A new report by Wood Mackenzie, a global insight business for renewables, energy, and natural resources, suggests that a proposed $5 billion export route linking gas fields in the Barents Sea in Northern Norway to European markets could potentially alleviate the continent's reliance on liquefied natural gas (LNG) imports.
The report titled "Can the Norwegian Barents Sea help solve Europe's gas crisis?" highlights the resurgence of interest in the Barents Sea gas export route following Russia's invasion of Ukraine but also emphasizes the challenges that must be overcome before receiving approval from Oslo.
According to Daniel Rogers, Senior Analyst at Wood Mackenzie, the Barents Sea basin possesses abundant existing resources to fill the pipeline. However, the costs associated with developing the gas are higher than alternative imports from new LNG projects.
Despite this, the report emphasizes the cleaner nature of gas from the Barents Sea and underscores that any potential development would adhere to rigorous Norwegian environmental regulations.

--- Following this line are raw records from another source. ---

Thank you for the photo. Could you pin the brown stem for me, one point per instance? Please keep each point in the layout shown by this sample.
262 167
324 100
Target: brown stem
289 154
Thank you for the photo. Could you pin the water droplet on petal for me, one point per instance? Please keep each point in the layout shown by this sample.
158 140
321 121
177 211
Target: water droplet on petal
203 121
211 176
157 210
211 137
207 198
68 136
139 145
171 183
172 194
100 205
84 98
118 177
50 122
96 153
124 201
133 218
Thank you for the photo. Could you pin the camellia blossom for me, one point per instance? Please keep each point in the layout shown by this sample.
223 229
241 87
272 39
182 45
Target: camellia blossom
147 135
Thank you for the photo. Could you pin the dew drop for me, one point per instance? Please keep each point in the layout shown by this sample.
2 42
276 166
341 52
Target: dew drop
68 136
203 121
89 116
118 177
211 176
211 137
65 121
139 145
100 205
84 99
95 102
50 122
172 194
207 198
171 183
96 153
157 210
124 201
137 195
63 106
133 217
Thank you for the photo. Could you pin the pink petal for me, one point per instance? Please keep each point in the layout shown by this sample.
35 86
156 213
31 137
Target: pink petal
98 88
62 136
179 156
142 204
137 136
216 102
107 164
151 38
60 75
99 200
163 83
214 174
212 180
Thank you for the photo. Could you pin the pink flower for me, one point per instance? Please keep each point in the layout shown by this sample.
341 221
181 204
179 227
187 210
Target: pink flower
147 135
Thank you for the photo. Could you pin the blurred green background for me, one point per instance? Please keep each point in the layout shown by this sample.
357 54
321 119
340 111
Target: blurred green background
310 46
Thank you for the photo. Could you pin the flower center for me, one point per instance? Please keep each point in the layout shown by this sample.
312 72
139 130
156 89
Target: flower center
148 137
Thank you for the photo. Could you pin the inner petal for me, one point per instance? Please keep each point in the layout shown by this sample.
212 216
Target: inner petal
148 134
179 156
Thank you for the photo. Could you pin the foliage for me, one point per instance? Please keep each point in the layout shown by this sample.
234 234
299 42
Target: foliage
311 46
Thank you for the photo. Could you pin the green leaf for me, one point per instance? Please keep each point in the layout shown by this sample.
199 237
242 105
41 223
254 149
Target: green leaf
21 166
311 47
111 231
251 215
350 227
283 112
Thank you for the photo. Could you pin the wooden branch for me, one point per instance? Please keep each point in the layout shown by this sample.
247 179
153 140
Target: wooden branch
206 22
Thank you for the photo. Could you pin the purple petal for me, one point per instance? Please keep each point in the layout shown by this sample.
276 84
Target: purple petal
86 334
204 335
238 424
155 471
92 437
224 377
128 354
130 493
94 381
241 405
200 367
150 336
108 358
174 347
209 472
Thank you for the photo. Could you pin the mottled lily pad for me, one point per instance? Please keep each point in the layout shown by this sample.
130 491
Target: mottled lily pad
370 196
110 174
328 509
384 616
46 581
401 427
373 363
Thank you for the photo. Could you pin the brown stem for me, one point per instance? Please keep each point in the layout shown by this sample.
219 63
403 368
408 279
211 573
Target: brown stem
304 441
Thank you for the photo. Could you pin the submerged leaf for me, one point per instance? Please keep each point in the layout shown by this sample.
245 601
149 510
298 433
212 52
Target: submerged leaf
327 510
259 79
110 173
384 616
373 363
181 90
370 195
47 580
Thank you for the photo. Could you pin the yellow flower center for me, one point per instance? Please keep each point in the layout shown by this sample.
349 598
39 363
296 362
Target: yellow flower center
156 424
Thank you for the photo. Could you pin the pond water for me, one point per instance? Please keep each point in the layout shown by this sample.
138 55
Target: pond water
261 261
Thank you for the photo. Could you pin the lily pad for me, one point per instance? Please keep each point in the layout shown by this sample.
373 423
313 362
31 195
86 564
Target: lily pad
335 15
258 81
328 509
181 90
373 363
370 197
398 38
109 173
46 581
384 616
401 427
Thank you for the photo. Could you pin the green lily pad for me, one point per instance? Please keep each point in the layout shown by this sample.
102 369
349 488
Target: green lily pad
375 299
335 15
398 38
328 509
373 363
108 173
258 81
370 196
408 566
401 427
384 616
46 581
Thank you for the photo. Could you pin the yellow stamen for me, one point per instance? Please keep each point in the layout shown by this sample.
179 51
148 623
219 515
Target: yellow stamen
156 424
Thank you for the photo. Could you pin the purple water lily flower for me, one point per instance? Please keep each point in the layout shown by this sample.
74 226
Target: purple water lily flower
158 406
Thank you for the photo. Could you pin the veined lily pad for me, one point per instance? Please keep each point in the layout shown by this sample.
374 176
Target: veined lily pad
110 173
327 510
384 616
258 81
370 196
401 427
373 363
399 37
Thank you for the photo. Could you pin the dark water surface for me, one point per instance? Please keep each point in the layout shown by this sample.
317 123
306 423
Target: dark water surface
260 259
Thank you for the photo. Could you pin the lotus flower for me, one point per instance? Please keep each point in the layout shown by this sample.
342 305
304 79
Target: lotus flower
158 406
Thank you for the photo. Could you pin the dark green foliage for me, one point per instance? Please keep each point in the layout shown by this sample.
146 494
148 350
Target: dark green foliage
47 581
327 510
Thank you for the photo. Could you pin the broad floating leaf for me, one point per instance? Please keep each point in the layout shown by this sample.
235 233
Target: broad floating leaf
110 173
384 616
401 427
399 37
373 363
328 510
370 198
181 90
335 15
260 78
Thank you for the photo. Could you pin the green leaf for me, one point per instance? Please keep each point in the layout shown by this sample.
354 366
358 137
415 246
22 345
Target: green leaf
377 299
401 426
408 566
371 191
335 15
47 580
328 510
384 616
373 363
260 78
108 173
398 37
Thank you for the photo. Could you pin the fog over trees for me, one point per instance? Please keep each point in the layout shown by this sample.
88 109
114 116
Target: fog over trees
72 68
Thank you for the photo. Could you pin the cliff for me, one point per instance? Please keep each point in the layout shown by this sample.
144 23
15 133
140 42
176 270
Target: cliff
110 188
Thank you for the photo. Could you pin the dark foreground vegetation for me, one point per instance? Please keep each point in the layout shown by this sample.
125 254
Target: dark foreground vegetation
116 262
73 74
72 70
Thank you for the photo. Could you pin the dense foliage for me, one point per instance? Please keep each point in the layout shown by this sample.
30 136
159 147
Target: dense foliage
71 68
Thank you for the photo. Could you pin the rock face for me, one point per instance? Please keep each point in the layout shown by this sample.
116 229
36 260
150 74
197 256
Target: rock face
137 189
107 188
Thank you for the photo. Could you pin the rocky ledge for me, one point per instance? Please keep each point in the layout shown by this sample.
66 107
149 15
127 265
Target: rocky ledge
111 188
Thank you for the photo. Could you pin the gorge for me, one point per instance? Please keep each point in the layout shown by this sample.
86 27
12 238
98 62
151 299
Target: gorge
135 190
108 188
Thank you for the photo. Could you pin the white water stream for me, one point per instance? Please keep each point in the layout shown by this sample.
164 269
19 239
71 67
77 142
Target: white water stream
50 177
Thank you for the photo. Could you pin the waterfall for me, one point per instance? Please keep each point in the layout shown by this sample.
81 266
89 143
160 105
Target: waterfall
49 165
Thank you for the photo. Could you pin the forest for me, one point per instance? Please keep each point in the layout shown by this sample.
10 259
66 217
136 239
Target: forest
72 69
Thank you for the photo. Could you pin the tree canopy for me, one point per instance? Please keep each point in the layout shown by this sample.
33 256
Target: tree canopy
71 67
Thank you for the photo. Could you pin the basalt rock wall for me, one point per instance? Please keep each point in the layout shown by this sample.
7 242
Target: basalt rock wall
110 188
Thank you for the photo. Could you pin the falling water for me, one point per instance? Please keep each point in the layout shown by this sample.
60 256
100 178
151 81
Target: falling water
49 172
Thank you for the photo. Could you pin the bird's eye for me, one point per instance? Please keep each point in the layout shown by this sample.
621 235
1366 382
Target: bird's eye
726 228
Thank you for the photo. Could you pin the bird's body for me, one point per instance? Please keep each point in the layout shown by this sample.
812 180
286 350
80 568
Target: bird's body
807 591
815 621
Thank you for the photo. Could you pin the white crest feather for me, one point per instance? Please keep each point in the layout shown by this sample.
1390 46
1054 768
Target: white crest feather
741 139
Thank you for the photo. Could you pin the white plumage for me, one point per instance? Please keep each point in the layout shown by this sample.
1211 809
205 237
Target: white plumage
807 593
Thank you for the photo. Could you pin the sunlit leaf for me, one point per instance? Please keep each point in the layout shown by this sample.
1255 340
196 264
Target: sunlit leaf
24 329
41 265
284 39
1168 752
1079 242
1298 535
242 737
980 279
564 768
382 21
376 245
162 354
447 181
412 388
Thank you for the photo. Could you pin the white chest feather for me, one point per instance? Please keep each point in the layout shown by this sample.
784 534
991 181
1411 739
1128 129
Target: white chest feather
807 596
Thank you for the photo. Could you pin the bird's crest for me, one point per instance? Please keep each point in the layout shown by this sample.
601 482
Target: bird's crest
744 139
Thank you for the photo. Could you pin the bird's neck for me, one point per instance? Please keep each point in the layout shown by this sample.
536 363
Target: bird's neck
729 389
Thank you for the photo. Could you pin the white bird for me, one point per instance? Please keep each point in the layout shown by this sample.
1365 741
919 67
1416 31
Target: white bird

To enhance cost competitiveness, the report suggests that state funding for the pipeline or the implementation of a Carbon Border Adjustment Mechanism, a tool devised by the European Union (EU) to incentivize cleaner industrial production in non-EU countries, could be considered.
"The carbon and socioeconomic argument for a pipeline - and further development of the basin - is strong, but it won't happen without government support. However, if long-term European gas demand and prices decline more rapidly than anticipated, it could further challenge the project's viability," Rogers stated, emphasizing the need for government support.
The report also cautions that while Barents Sea gas would help mitigate the decline in Norwegian production, it would not be a transformative solution. As such, a larger pipeline would be necessary to unlock the basin's potential and encourage high-impact exploration fully.
Presently, gas production in the Barents Sea primarily originates from the Snøhvit Area subsea fields, which are then transported via pipeline to the Hammerfest LNG facility. The facility is expected to operate at maximum capacity until the 2040s.
However, no direct pipeline connection exists between Barents Sea gas resources and the main Norwegian pipeline network.